Capt. Rick Gross of Fishy Business Charters is working the grass flats from Terra Ceia Bay all the way to Sarasota Bay. By using live shiners free-lined behind the boat, Gross is finding plenty of catch-and-release snook. And some big ones, too. Gross says the slot and over-slot fish are feeding during moving tides along mangrove edges and on grass flats. To get these snook to bite, Gross likes to use about 4 feet of 20-pound fluorocarbon leader connected to a small live bait hook. Add a shiner to that combo and you’re in business.
Gross also is getting good action on spotted seatrout. Again, he is fishing grass flats, although for trout he likes to look slightly deeper. Grass flats in the 5-6 foot depth are ideal for free-lining live shiners behind the boat that bring in average-size trout of 18-22 inches.

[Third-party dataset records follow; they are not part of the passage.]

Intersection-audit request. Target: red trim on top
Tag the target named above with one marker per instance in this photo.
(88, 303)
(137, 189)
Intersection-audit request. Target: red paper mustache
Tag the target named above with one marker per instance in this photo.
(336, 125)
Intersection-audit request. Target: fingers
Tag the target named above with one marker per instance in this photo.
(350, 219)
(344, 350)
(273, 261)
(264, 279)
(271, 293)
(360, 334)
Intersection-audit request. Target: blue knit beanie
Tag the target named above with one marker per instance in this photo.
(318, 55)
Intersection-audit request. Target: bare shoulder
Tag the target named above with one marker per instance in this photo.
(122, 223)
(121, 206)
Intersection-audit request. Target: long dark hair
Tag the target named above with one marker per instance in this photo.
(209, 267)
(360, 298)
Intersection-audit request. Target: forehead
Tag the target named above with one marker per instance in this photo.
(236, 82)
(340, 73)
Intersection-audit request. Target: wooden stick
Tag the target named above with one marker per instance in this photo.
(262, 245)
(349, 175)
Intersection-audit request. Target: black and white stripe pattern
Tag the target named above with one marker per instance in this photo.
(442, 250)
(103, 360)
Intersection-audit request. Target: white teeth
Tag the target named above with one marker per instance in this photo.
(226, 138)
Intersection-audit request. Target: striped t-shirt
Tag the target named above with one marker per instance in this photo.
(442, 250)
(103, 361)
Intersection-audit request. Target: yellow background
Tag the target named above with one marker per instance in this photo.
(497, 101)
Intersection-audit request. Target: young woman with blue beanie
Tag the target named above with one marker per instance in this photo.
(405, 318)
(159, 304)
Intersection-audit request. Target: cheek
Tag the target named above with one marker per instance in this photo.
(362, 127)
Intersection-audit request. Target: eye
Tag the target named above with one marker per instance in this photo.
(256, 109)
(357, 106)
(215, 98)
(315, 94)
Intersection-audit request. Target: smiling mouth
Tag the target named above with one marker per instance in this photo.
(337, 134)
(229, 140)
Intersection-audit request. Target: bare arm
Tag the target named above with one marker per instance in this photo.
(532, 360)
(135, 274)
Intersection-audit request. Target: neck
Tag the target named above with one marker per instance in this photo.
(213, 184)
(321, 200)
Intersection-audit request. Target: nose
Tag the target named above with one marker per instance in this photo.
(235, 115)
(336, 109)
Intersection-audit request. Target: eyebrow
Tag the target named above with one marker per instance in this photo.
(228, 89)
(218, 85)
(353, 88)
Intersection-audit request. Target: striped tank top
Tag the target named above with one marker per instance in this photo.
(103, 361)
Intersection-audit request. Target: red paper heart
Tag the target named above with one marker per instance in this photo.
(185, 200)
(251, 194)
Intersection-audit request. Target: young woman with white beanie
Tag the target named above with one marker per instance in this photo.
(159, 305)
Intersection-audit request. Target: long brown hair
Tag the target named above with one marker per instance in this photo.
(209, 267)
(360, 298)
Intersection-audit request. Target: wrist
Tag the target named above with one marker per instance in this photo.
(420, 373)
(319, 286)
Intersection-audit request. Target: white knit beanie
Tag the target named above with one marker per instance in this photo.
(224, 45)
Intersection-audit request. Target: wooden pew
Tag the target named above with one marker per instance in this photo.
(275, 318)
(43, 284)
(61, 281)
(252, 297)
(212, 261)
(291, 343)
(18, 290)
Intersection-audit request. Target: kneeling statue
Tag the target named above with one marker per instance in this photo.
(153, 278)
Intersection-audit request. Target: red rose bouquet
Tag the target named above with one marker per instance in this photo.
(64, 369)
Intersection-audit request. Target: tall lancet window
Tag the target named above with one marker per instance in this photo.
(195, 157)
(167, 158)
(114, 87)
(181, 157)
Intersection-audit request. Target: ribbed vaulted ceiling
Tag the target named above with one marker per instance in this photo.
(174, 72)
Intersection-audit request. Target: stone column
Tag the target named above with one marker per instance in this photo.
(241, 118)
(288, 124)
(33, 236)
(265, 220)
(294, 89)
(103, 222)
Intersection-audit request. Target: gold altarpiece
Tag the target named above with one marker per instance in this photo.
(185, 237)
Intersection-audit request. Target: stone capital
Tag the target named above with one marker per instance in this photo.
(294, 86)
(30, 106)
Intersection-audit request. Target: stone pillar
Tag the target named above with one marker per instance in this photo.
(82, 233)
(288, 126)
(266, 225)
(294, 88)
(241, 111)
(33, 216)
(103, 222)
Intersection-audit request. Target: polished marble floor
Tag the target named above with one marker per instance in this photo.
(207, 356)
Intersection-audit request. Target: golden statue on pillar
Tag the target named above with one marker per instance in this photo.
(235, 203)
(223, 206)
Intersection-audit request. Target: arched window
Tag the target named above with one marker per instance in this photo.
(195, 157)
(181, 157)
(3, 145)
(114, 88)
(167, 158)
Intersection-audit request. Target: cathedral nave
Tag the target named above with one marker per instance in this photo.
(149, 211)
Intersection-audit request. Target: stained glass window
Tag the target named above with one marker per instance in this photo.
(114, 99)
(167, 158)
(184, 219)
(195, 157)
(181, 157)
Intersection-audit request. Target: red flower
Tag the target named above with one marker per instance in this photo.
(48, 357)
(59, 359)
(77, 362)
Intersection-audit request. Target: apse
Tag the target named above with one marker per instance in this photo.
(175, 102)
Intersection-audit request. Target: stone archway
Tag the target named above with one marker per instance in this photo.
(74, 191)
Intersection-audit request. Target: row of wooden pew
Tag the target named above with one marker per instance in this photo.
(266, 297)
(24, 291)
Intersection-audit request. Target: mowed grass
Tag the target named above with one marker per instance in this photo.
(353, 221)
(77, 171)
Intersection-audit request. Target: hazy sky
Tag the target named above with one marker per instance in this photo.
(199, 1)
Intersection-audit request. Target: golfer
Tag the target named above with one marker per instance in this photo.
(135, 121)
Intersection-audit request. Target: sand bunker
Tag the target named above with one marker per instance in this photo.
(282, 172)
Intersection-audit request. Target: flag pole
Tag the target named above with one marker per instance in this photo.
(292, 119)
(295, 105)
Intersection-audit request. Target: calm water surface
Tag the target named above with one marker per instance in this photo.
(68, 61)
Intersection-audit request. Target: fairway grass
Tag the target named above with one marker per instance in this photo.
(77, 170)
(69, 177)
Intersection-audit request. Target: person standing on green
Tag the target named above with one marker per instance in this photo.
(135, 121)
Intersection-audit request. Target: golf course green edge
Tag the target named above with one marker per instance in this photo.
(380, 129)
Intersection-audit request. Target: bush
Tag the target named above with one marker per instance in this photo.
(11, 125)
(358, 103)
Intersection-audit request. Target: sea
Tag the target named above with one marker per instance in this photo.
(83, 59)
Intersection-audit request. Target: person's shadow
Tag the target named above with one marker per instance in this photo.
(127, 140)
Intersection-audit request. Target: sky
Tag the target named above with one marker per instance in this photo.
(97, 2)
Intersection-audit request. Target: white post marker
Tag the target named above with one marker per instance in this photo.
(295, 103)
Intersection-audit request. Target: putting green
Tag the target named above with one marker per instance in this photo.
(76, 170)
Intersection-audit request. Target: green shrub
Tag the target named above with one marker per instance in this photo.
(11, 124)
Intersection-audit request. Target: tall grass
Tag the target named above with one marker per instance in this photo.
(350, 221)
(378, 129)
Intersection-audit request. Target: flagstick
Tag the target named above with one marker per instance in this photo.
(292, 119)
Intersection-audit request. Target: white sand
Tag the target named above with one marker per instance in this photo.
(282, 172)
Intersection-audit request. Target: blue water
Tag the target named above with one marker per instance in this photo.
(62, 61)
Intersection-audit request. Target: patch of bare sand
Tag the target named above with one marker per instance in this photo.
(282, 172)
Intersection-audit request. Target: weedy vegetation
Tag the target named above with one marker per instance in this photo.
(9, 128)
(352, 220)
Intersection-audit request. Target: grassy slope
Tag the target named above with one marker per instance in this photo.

Capt. Warren Girle is targeting tarpon off the beaches of Longboat Key and Anna Maria Island. For bait, Girle is using live blue or pass crabs. Multiple hookups are possible, he says, when the fish are happy. The less boat pressure, the better. Average size of the silver bombers in the past week for hookups was 80-150 pounds.
Moving offshore, Girle is finding permit in the 20-pound range. To find and catch these elusive fish, Girle is anchoring over structure and free-lining small, live pass crabs in the tide.
Along with permit, Girle is catching amber jack, barracuda and sharks. For the AJs, Girle is chumming with live shiners and then casting a bait unto the feeding frenzy. For the ’cuda and sharks, chunk or live mackerel will get you hooked up.